Raising the First $1 Million

Udemy’s main obstacle in the beginning was creating content quickly (they needed content if they wanted to move forward with their development, but there simply wasn’t enough time to do that), so what they did was use a strategy similar to the one Quora had already implemented.

They took the courses from the OpenCourseWare, because their materials were free to use online, and said that the first 100 courses had come from prestigious universities like Stanford, Yale and MIT. This strategy was a great way to attract attention of the tech world and its press, such as Mashable and TechCrunch, and thanks to this initial press coverage, Udemy was up by approximately 10,000 users within a few months, with 1,000 instructors who had created about 2,000 courses.

By August, 2010, Bali and his co-founders had managed to raise $1 million in venture funding—their first successful round of financing—which was enough for them to get professional instructors and academics onboard.

Raising Capital for Startups

However, while the problem of instructors and academics might have been solved, Udemy still needed something catchy that would attract users and investors alike to their marketplace. They overcame this obstacle by deciding to film meetings with their investors, and created a course named “Raising Capital for Startups”, in which 7 top founders and CEOs explain how you can raise money for your startup.

The course was released in different formats, and each format brought between $30,000 and $50,000 to Udemy. The platform got real traction and showed their investors its true potential. From May 2014 to May 2015, Udemy saw a 300% growth rate and raised $48 million in funding, and in June 2016, the company raised $60 million from Naspers Ventures.

After the success of the “Raising Capital for Startups” course, Udemy’s Instructors started earning more money, and in May, 2013 Udemy reported that its top 10 instructors had earned more than $1.6 million by selling their courses.
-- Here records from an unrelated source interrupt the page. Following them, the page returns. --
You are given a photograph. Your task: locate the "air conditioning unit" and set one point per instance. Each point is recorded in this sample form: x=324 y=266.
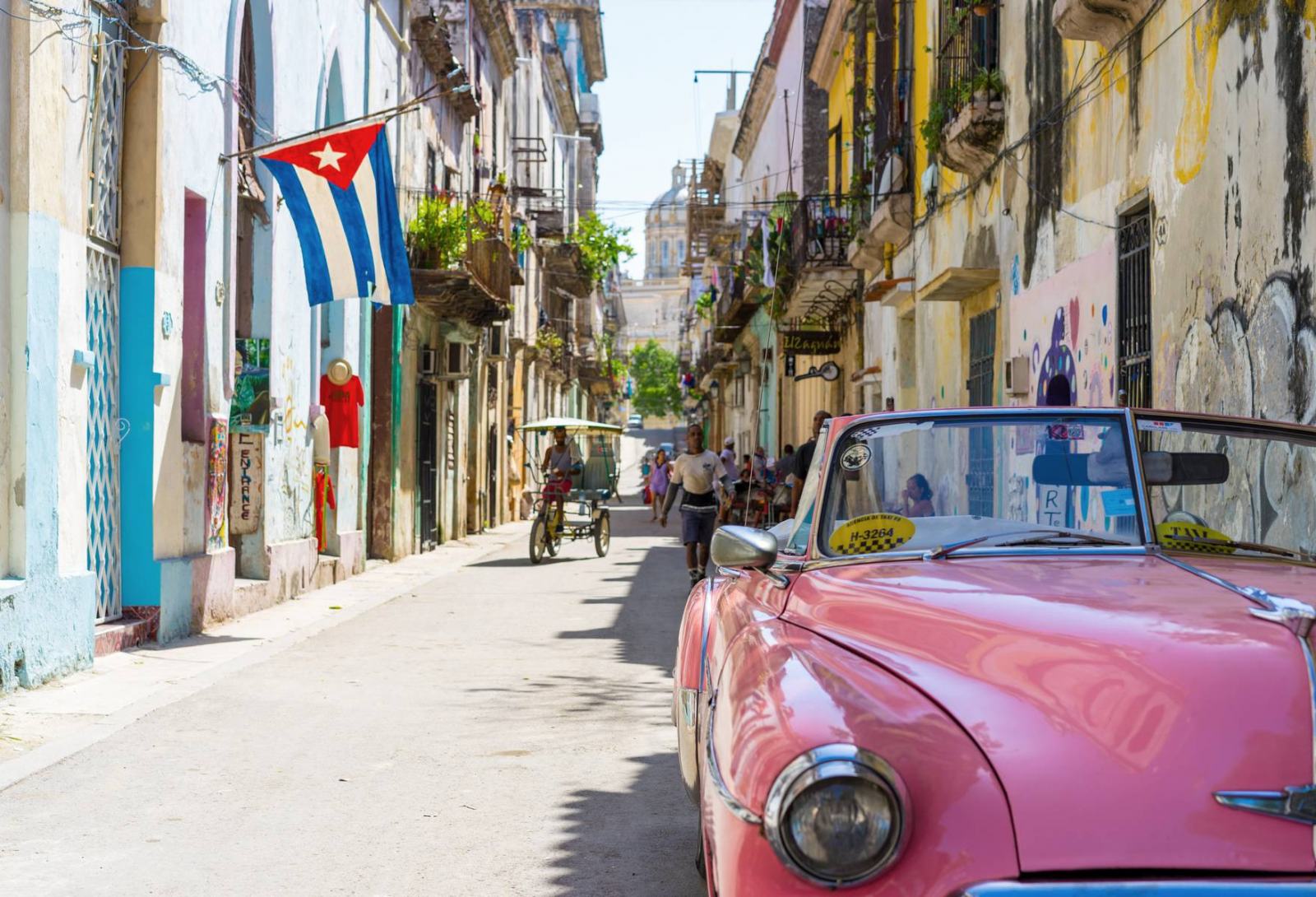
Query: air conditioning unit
x=457 y=361
x=428 y=362
x=498 y=340
x=1017 y=375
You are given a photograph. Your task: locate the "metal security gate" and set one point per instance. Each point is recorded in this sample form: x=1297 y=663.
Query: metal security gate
x=104 y=425
x=1135 y=309
x=427 y=464
x=982 y=379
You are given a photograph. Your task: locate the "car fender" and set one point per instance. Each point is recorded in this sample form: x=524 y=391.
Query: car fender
x=783 y=690
x=688 y=679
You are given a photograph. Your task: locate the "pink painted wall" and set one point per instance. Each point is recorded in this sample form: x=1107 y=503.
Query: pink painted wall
x=1066 y=326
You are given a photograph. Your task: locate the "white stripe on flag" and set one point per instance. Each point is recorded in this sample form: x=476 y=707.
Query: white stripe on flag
x=342 y=273
x=365 y=184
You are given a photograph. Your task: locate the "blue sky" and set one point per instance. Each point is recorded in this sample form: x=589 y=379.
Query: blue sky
x=653 y=112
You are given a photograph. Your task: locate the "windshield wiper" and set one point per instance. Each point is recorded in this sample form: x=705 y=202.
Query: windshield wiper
x=1041 y=537
x=1050 y=537
x=1247 y=546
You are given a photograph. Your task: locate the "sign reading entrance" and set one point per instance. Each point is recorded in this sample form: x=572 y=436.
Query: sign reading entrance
x=247 y=482
x=811 y=342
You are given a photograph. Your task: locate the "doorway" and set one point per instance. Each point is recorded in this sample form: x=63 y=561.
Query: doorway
x=982 y=379
x=427 y=464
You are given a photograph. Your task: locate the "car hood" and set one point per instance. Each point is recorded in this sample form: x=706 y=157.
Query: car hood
x=1112 y=695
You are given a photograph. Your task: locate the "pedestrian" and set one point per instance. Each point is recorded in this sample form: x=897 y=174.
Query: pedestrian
x=699 y=473
x=786 y=462
x=658 y=481
x=561 y=460
x=804 y=458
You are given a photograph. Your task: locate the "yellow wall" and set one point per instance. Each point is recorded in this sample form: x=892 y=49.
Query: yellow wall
x=841 y=111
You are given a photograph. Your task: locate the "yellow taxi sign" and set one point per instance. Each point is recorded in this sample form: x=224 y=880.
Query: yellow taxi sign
x=1193 y=537
x=872 y=534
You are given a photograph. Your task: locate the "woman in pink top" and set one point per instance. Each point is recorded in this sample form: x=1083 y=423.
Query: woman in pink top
x=658 y=480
Thanks to its huge success, Udemy launched an app for Apple iOS in 2013 (the Android version was released in 2014), which allowed its students to take classes directly from their iPhones. Since 2014, the iOS app had been downloaded over 1 million times, and 20% of Udemy users now access their courses via mobile.

Conclusion

Although Udemy is incredibly successful now, Bali, Caglar, and Biyani definitely had to face many challenges along the way, and building a highly scalable online learning platform was the biggest one for sure. A combination of site optimization, A/B testing and different referral programs was what helped them find the best growth channels and strategies for their business.

These strategies got them a high level of customer satisfaction and a word of mouth that increased their LTV. Udemy is just one great example of how you can stand out from the crowd even if you have very strong competitors.